Tengo varios discos de Glenn Gould. Sólo he comprado a posta, sabiendo que compraba un disco de Gould, no de Bach, las Variaciones Goldberg. Luego me las regaló un buen amigo, mi querido Alex, en un paquete en el que añadió una botella de cerveza de postín. Era un rito lo de la cerveza y el disco. Me la despaché en el tránsito que va del aria introductoria a la primera variación. No supe darle el protocolo necesario. Nunca se lo he dicho. Él, en su mejor voluntad, creía que la haría durar. Sucede que cada vez que escucho esas Variaciones (suele pasar que no caen de golpe, los treinta y tanto o los cincuenta y tantos minutos, según el disco que ponga) sino que selecciono unas cuantas o le doy al play y dejo que la música avance mientras hago algo. Parece una blasfemia escucharlas mientras se realiza otra cosa o mientras bebes una botella de cerveza navarra,  o era vasca, no sé. Tal vez me reprendiera el propio Gould si supiera que su música se consume como la de los Beach Boys o los Who, pero las veces en que te dejas absolutamente (es importante ese matiz) la música penetra absolutamente.
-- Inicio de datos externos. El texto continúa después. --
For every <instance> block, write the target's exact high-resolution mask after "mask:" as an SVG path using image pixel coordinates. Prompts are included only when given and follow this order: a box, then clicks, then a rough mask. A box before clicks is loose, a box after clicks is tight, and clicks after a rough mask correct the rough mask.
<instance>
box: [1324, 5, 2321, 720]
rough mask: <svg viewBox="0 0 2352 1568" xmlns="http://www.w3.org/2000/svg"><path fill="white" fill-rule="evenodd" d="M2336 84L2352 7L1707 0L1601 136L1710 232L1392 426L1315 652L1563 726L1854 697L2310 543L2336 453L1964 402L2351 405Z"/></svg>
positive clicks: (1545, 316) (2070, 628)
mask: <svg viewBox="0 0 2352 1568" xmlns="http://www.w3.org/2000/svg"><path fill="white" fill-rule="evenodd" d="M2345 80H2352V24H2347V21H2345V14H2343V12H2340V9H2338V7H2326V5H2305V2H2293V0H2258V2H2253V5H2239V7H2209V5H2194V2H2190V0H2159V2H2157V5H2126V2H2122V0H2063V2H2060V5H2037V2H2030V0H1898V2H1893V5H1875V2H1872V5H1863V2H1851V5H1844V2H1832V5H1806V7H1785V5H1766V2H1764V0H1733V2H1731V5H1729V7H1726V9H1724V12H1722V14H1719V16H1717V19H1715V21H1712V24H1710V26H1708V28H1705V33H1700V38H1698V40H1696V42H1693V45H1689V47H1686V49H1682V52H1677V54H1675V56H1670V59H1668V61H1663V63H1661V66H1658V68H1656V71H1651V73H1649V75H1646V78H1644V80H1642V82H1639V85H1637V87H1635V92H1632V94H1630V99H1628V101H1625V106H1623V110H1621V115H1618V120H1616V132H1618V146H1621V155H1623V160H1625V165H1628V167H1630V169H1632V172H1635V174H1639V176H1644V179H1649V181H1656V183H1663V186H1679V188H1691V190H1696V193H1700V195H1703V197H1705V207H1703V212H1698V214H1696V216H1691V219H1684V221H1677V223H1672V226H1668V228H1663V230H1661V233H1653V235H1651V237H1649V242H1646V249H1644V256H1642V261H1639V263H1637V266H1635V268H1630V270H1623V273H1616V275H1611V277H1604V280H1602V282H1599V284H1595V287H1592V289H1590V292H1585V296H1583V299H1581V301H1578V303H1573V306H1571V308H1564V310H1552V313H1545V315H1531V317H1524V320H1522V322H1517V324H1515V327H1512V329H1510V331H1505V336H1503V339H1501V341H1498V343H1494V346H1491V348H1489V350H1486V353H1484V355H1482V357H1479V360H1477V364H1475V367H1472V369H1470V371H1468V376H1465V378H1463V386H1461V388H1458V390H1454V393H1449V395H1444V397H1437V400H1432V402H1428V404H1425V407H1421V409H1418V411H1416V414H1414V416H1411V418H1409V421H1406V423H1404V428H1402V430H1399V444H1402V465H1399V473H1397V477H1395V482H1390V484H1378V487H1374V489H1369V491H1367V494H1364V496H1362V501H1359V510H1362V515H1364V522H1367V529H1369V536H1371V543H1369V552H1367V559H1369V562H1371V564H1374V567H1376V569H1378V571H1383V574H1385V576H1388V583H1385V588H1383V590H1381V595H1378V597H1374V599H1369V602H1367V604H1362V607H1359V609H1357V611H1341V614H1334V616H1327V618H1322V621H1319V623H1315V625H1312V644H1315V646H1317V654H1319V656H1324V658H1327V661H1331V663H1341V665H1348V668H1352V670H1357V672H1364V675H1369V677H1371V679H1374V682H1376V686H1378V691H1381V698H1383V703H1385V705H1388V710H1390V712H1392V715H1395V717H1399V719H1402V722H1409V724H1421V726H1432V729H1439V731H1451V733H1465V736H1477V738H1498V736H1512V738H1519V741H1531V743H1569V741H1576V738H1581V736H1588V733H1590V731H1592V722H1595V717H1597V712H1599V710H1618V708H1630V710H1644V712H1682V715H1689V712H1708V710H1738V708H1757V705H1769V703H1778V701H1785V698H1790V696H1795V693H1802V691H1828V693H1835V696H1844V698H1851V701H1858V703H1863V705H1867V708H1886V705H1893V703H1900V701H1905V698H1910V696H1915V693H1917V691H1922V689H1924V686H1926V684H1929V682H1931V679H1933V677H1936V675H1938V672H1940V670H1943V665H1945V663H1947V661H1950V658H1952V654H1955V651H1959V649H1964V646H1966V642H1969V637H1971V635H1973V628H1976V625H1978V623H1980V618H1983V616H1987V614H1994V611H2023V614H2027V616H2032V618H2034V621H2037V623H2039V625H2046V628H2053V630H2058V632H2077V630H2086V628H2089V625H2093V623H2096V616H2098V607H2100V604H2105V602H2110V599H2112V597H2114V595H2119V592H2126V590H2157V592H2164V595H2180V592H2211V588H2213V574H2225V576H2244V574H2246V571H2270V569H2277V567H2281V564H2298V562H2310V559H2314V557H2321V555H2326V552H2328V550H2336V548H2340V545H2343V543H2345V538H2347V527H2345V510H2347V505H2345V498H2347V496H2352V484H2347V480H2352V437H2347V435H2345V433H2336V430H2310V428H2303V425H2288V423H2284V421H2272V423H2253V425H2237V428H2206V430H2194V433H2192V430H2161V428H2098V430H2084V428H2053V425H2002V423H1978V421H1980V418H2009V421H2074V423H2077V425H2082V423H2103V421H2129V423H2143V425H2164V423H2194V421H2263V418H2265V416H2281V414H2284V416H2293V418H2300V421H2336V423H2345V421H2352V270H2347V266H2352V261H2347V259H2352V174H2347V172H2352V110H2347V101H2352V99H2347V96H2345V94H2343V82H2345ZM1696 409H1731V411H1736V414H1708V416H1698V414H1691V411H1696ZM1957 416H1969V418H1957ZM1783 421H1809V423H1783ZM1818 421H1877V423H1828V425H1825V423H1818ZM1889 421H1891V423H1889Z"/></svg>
Eres música, en esencia, tiempo con briznas de color, la melodía haciendo cuerpo en el alma, como si latiera el pensamiento y el movimiento lo hubiese compuesto Bach.


XV

Leí hace tiempo a Bernhard que Gould quiso ser el piano en sí mismo, de modo que nada se interpusiera entre él y el propio Bach o entre su idea de Bach y la música de Bach, por afinar más. También que su dramaturgia, esa manera de acometer las teclas o el modo precario de acomodarse en ese taburete singular daba un punto de excentricidad que él nunca buscó, pero al que se acostumbró con insólita presteza. Dio a Bach la categoría que se le conceden a las deidades griegas, si es que eres un griego de la época de las deidades griegas. Comparecía Dios (no creo que no estuviera) en el recinto privado de su inspiración y hacía que la música de su hijo favorito (quién duda que Bach lo era) reprodujera cada latido del cosmos, sin que ninguno se aplazase ni censurara. Nadie que se centre en entender a Glenn Gould puede prescindir de entender a Bach. No hay manera de que ese argumento funcione a la reversa, aunque al de Leipzig le hubiese encantado escuchar sus partituras en las manos del canadiense, que fue, en cierto modo, un Bach del siglo XX que no compuso absolutamente nada. Hubiese querido componer para animales, porque tocar para ellos ya lo hizo: su sueño era mantener una reserva para cualquier criatura desvalida o abandonada. Me hubiese gustado escuchar alguna conversación entre Glenn y su perro o entre Glenn y su afinador de pianos, que era ciego y no se despegó de él en casi ningún momento. Le diría que parase un poco o que no volviera a televisión a que se riesen de él. Qué absurdo, qué cosa más absurda. Cómo nadie puede reírse de un genio, le diría. Murió porque nadie le hizo caso. Toda la vida medicándose a su antojo, sin precisar el concurso de los fármacos, que cuando una afección pulmonar de verdad los requirió, no se le hizo caso y el corazón, otro metrónomo, dijo basta. De tener uno creencia en que otra vida aguarda a ésta, pensaría que el bueno de Gould se desviviría (perdonad el verbo) por dar con Bach en el cielo. Allí es posible que anden los dos haciendo que los ángeles se embelesen. Sea verdad o no, es una idea que me parece maravillosa. Eso tiene la fe. Que hace hermoso lo que podría no serlo nunca. Eso es otro asunto.